Exporters to the EU could face massive queues in Kent and two-day delays to trade after the Brexit transition period ends, Cabinet Secretary Michael Gove has warned.
In a letter to business organisations, seen by the BBC, Mr Gove, who is responsible for no deal planning, sets out a ‘reasonable worst-case scenario’ where up to 70% of freight trucks travelling to the EU are unprepared for new border controls when they come in at the start of 2021.
According to the Cabinet Office document, there could be ‘maximum queues of 7,000 port bound trucks in Kent and associated maximum delays of up to two days’, due to problems with the busiest ‘shorts straits’ routes Dover to Calais and in the Eurotunnel.
“Both imports and exports could be disrupted to a similar extent,” it says.
The EU is expected to impose full goods controls on the UK, stopping all freight without the correct documentation at the end of the transition period on January 1.
The disruption is predicted to build in the first two weeks of January, and could last three months, or longer should France rigorously apply Schengen passport checks on hauliers at Dover and the Channel Tunnel, the document says.
The letter also raises the prospect of a winter spike in Covid-19 leading to absences of port and border staff.
The intention is to encourage businesses to prepare now for the new border checks in order this level of disruption. The Government said the scenario set out was not a prediction but an illustration of what could be reasonably expected.

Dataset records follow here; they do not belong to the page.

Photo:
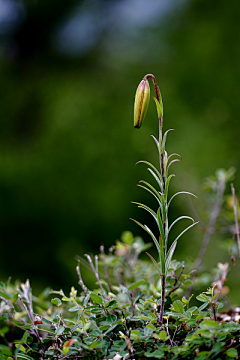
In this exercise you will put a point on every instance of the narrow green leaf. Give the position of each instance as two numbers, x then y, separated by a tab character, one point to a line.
156	178
167	186
169	257
144	227
145	207
151	188
232	352
155	263
156	197
56	301
180	218
165	137
180	192
163	208
136	284
178	306
160	224
153	167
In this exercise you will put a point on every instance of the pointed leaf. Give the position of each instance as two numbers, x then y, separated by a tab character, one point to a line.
165	137
180	218
144	227
149	210
145	188
151	188
160	224
155	140
155	263
167	185
156	178
180	192
169	256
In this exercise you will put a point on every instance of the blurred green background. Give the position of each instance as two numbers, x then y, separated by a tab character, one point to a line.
68	73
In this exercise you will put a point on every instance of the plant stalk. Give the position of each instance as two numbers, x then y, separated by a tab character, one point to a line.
162	299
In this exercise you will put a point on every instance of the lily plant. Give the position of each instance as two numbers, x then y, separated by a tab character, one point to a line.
162	177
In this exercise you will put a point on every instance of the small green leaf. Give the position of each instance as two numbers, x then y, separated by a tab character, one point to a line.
232	352
209	324
56	301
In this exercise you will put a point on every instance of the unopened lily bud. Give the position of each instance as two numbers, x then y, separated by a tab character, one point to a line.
141	102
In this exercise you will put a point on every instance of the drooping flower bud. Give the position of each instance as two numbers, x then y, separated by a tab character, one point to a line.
141	102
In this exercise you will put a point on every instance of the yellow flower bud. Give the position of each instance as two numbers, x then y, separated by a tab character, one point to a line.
141	102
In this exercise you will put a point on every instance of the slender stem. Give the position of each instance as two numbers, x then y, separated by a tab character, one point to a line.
81	280
235	216
96	275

Mr Gove’s letter said the changes will apply irrespective of whether or not there is a deal in the UK-EU trade negotiations. He is due to outline the scenario work in the House of Commons today.
But the freight industry has expressed concern recently that the government is not fully prepared with the plans and systems in place to deal with post-Brexit changes, particularly against the difficult economic backdrop of COVID-19.
The BBC reported that a recent meeting between the industry and government was described as a ‘washout’, with insiders describing the relationship as “fraught” and hauliers fearful that they were being cast as the ‘fall guys’ for delays and disruption likely in January.
There are further issues that would arise if no trade deal is agreed, such as a requirement for hauliers to rely on special permits rationed by the Department for Transport. Industry sources have raised the possibility that the UK would have to sign up to EU rules limiting driver hours, in order to get access to EU roads, the BBC reports.
The British Meat Processors Association (BMPA) recently warned that ‘glaring weaknesses’ in the Government’s post-Brexit export plans will put £1.2 billion of annual meat exports at risk along with thousands of jobs unless they are urgently addressed.
In a strongly-worded statement, the association says it has ‘lost patience’ with the Government and calls for it to resolve the outstanding issues before it is too late.
BMPA chief Nick Allen said: “After months of meetings and talks with Government which have yielded little progress, the British meat industry, along with other sectors that rely on overseas trade, has lost patience and we are calling publicly for Government to step up the pace and solve these issues before it is too late.
“With less than four months to go Britain has a woeful lack of infrastructure and people to operate the new export system which if not addressed, will result in massive delays, extra cost and lost orders.”
The BMPA has also urged the Government to provide clarity on Brexit trading arrangements amid fears meat exports could be compromised by delays in securing Third Country status
A group of eight industry logistics organisations, including the Road Haulage Association, has warned that Britain’s supply chains are at risk of ‘severe’ disruption from new post-Brexit rules unless ministers take urgent action.